Nous disions donc, au détour d'une âpre bataille, que l'ordre de séduction qu'opèrent sur moi les opéras suit ces critères, du plus important au moins important :

  1. les voix
  2. la musique
  3. l'histoire
  4. mise en scène, décors, etc. (pour le live)
  5. apport intellectuel

(Désolée pour les deux derniers critères, une formulation plus élégante me manque.)

Parlons donc des voix. Dans Rigoletto comme dans n'importe quel opéra, les chanteurs doivent ou en tout cas devraient remplir les conditions techniques du rôle : la tessiture[1] notamment, et autres machins comme l'agilité, le timbre, le type (léger, lyrique, dramatique...). En dehors de cet aspect technique il y a bien sûr l'interprétation elle-même. Sur le plan vocal strict - chanter juste, par exemple ! - et sur le plan théâtralo-vocal, néologisme de mon cru pour évoquer non les talents d'acteurs des interprètes, mais ce que la voix transmet à elle seule.

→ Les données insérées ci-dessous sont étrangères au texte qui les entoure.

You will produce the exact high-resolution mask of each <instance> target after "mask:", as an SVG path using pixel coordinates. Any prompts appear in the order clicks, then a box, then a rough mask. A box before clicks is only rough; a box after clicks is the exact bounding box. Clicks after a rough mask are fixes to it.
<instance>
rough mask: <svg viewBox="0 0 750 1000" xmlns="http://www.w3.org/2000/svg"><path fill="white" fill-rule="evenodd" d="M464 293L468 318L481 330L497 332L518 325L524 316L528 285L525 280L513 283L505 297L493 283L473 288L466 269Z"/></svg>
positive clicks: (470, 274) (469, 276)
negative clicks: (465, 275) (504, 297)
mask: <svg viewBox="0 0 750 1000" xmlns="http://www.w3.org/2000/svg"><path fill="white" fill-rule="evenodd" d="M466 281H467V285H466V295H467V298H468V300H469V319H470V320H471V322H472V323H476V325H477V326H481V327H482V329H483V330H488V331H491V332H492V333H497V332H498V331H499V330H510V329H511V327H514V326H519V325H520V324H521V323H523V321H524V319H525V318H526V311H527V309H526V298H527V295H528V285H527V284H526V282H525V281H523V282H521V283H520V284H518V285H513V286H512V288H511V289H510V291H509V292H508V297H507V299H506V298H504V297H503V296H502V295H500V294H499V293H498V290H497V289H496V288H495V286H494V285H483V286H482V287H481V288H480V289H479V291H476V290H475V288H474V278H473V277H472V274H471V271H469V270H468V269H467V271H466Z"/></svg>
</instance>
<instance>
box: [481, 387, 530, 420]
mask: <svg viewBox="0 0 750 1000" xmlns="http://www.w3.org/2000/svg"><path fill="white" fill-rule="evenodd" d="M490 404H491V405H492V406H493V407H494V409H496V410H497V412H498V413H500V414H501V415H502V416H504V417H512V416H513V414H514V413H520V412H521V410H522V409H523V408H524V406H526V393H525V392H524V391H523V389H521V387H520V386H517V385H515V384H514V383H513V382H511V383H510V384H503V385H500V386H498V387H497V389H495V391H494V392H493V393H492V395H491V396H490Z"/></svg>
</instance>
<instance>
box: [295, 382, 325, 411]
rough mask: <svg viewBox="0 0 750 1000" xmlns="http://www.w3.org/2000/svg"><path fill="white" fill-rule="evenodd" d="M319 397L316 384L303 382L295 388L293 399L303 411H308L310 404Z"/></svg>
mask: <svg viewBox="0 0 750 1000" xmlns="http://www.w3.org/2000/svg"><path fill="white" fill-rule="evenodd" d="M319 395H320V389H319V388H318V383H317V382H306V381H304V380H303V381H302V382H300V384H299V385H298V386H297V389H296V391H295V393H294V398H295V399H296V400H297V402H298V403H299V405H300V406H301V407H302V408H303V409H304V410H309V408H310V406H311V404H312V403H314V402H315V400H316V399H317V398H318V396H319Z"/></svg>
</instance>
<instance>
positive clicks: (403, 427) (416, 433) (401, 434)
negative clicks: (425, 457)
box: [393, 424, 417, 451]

Dans Rigoletto, cet aspect théâtralo-vocal sera d'autant plus important que l'exacerbation des sentiments y est un point essentiel et qu'une Gilda qui ne ferait pas pleurer ou un Rigoletto qui n'attirerait pas la compassion tomberaient franchement à plat, même avec des voix intrinsèquement très belles ou une technique de chant infaillible.

Avouons tout de suite et une fois pour toutes que même quand ça n'est pas pour du Verdi j'y accorde une très grande importance, sinon je m'ennuie comme un rat mort, sauf à l'écouter en bruit de fond en faisant la cuisine et exception faite de Montserrat Caballe qui massacra bien des compositeurs sur ce plan mais dont la splendeur excuse tous les écarts.

Oui bon d'accord. Alors ? Rigoletto ?

Bref. Complication supplémentaire pour Rigoletto, de mon point de vue, c'est que les rôles principaux doivent tous les trois présenter deux faces d'un même personnage.

Rigoletto (baryton)

Rigoletto est cruel et cynique. N'oublions pas que c'est un fou du roi et que tant qu'on n'avait pas touché à sa fifille il se faisait très volontiers complice de ses conquêtes.

Rigoletto est un père tendre et aimant. Un peu trop même. S'il n'avait pas surprotégé sa fille elle ne serait pas tombée dans les filets du premier séducteur venu. N'empêche que quand sa fille pleure il est aussi malheureux qu'elle.

Le duc de Mantoue (ténor)

Le duc de Mantoue est séduisant. Si Gilda tombe amoureuse de lui, dernière d'une liste plus longue que ma liste de choses à faire, et bien d'autres femmes plus endurcies qu'elle, c'est qu'il a beaucoup de charme. Et sa méthode de drague passe d'abord par la séduction.

Le duc de Mantoue est un salopard. Une femme lui résiste ? Bah, il pleure un bon coup puis l'enlève pour la violer, on va pas s'emmerder non plus hein ?

Gilda (soprano)

Gilda. Ici le personnage se découpe en « avant » et « après » le viol. La voix doit porter toute la candeur, la fraîcheur – et pour tout dire l'infinie crédulité – d'une enfant surprotégée découvrant le sentiment amoureux au début de l'ouvrage. Mais après la voix doit traduire la fin de l'innocence, le désespoir, une certaine violence même. Elle a pris dix ans en une nuit.

Et donc ?

Et donc, pour ces raisons, je ne peux qu'approuver le choix de mon petit camarade qui recommande ces deux versions, toutes deux de 1963 :

Kubelik / Fischer-Dieskau - Scotto - Bergonzi

Rigoletto Kubelik Live 1963 à La Scala. Direction Rafael Kubelik. Rigoletto : Dietrich Fischer-Dieskau ; Gilda : Renata Scotto ; Le duc de Mantoue : Carlo Bergonzi.

DFD tout simplement bouleversant, bien que sur le papier il n'aie pas techniquement la voix idéale pour le rôle. Carlo Bergonzi l'une des plus belles et plus onctueuses voix de ténor - correction : LE plus beau timbre de ténor du monde entier interplanétaire, presque trop belle pour ce rôle. Une Renata Scotto à tomber par terre, ce coffret a reçu toutes les récompenses possibles et imaginables.

Solti / Merrill - Moffo - Kraus

Rigoletto Solti Studio 1963. Direction : Georg Solti. Rigoletto : Robert Merrill ; Gilda : Anna Moffo : Le duc de Mantoue : Alfredo Kraus.

Très mal étiquetté sur les sites de la FNAC et d'Amazon, qui s'emmêle les pinceaux dans la liste des interprètes, c'est bien de cette version qu'il s'agit. A tout petit prix (16 euros), vous pourrez défaillir sous la voix d'Anna Moffo, admirer la brillance et la prestance d'un splendide Alfredo Kraus et pleurer avec Robert Merril. Que du bon, vous dis-je malgré les critiques autorisées moins enthousiastes que moi (mais ils n'y connaissent rien c'est évident), mais qui la classent quand même dans les meilleurs.

Pour un DVD, économisez vos sous ils sont tous nuls ou au mieux potables.

Notes

[1] Gilda chantée par Ivan Rebroff, c'est envisageable mais ça risque de ne pas tout à fait donner l'effet souhaité par Verdi.